Part (a) — empirical rule on the 488-512 range. 488 = 500 − 3(4) = μ − 3σ and 512 = 500 + 3(4) = μ + 3σ. [1 mark — boundaries identified.]
By the 68-95-99.7 rule, P(μ − 3σ < X < μ + 3σ) ≈ 99.7%, so:
(i) underfilled ≈ 0.15%, (ii) overfilled ≈ 0.15%, (iii) within range ≈ 99.7%. [1 mark.]
Part (b) — single 495 mL bottle. z = (495 − 500)/4 = −1.25. [1 mark.]
Since |z| = 1.25 lies well inside μ ± 2σ (which captures 95% of all bottles), a fill of 495 mL is well within ordinary machine variability — not a defect. Rejecting it is unreasonable because such fills occur in about 1 bottle in 5 by chance alone. [1 mark.]

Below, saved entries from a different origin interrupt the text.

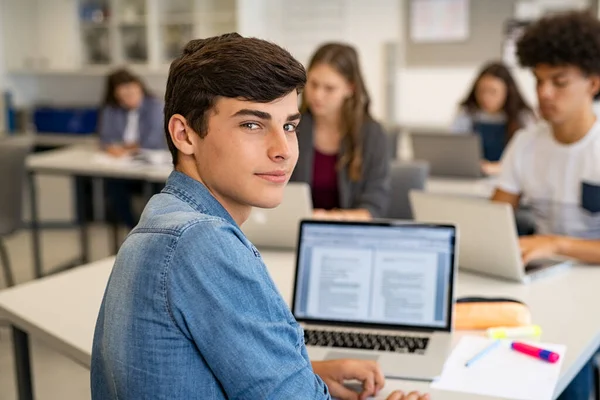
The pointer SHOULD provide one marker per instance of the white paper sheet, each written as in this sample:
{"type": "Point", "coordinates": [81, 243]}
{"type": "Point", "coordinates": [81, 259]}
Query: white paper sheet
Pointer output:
{"type": "Point", "coordinates": [502, 372]}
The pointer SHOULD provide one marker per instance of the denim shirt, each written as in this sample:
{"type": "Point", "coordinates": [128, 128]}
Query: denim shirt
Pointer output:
{"type": "Point", "coordinates": [190, 312]}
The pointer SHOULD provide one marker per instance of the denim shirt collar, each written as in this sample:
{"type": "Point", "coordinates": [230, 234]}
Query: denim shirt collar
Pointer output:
{"type": "Point", "coordinates": [196, 195]}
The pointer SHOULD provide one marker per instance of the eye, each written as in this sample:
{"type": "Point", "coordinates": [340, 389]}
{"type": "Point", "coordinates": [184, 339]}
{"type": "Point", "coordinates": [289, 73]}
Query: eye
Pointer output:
{"type": "Point", "coordinates": [251, 126]}
{"type": "Point", "coordinates": [289, 127]}
{"type": "Point", "coordinates": [561, 83]}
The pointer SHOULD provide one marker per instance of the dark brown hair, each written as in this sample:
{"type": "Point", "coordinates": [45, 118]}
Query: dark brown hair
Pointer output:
{"type": "Point", "coordinates": [355, 110]}
{"type": "Point", "coordinates": [514, 104]}
{"type": "Point", "coordinates": [569, 38]}
{"type": "Point", "coordinates": [227, 66]}
{"type": "Point", "coordinates": [120, 77]}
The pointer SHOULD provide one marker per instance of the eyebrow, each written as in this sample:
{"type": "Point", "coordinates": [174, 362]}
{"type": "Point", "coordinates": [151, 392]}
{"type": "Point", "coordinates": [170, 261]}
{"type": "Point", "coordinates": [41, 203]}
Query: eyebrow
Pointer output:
{"type": "Point", "coordinates": [561, 74]}
{"type": "Point", "coordinates": [262, 115]}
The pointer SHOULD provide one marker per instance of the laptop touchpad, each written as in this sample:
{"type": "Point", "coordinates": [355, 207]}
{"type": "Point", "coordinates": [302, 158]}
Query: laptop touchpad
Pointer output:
{"type": "Point", "coordinates": [336, 355]}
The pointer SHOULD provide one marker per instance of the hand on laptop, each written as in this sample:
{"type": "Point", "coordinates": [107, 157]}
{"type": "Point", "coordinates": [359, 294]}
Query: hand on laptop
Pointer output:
{"type": "Point", "coordinates": [538, 246]}
{"type": "Point", "coordinates": [335, 372]}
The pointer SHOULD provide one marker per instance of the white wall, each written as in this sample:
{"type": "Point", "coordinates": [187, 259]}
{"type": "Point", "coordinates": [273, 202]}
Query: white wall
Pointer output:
{"type": "Point", "coordinates": [367, 25]}
{"type": "Point", "coordinates": [430, 96]}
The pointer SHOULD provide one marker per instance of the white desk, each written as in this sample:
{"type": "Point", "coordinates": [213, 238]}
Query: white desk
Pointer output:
{"type": "Point", "coordinates": [483, 187]}
{"type": "Point", "coordinates": [53, 139]}
{"type": "Point", "coordinates": [81, 161]}
{"type": "Point", "coordinates": [61, 311]}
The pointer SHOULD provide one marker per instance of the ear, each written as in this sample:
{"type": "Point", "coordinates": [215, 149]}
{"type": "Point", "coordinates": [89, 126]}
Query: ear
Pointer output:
{"type": "Point", "coordinates": [182, 135]}
{"type": "Point", "coordinates": [594, 84]}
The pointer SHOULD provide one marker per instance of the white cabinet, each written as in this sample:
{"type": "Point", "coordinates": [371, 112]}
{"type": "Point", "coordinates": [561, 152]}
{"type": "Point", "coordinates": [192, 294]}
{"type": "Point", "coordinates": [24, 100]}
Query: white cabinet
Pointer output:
{"type": "Point", "coordinates": [19, 34]}
{"type": "Point", "coordinates": [93, 36]}
{"type": "Point", "coordinates": [40, 34]}
{"type": "Point", "coordinates": [58, 42]}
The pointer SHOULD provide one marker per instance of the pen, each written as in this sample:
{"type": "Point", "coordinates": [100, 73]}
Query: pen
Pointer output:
{"type": "Point", "coordinates": [523, 331]}
{"type": "Point", "coordinates": [536, 352]}
{"type": "Point", "coordinates": [482, 353]}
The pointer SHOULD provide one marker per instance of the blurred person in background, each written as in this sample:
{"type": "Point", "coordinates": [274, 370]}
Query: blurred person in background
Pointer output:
{"type": "Point", "coordinates": [343, 150]}
{"type": "Point", "coordinates": [131, 119]}
{"type": "Point", "coordinates": [494, 109]}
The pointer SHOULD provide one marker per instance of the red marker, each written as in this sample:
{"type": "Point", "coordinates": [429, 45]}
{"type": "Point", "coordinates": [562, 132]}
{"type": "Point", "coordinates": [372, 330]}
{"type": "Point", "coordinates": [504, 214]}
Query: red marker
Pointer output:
{"type": "Point", "coordinates": [536, 352]}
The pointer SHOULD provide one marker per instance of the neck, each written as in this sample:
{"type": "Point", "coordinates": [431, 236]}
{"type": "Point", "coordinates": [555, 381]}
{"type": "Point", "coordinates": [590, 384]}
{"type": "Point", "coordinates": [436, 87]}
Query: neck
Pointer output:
{"type": "Point", "coordinates": [575, 129]}
{"type": "Point", "coordinates": [238, 212]}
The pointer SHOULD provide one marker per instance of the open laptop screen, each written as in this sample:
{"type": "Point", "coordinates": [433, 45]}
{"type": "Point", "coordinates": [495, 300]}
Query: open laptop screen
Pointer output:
{"type": "Point", "coordinates": [375, 274]}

Part (c) — μ raised to 504. Now 488 = 504 − 4(4) = μ_new − 4σ. [1 mark — 4-SD identification.]
The empirical rule does not give a 4-SD value directly, but extending the same logic, the proportion beyond μ − 4σ is far smaller than 0.15% — about 0.003% from tables (a ≈ 50× reduction). Practically, raising the mean by 1 SD (4 mL) wipes out underfilling almost entirely. [1 mark — quantified reduction.]
Part (d) — trade-off. The company has two levers: shift μ up (cheap to implement, but costs 1 mL extra product per bottle for every 1 mL of headroom) or shrink σ (requires capital investment in a more precise filling machine, but reduces underfill without giving away extra product). At high production volumes the per-bottle product cost dominates, so a precise machine pays for itself; at low volumes, simply raising μ by 1-2 SD is the rational choice. [1 mark — both levers named, one quantified, conclusion conditional on volume.]
Total: 7/7.
Band descriptors for marker.
Band 3: Identifies 488 and 512 as ± kσ but mismatches k (uses k = 2 instead of 3), gives part-correct percentages. ≈ 2-3 marks.
Band 4: Part (a) correct; computes the z in (b) but does not explain why rejection is unreasonable. Part (c) attempted but no quantification of the improvement. ≈ 4-5 marks.
Band 5: All numerical parts correct, (b) explains in terms of empirical rule, (c) gives a directional improvement but not a numerical estimate. Part (d) names only one lever. ≈ 5-6 marks.
Band 6: Full numerical work, both levers in (d) explicitly compared, the conclusion is conditional on production volume or includes a quantified product-vs-capital trade-off. 7/7.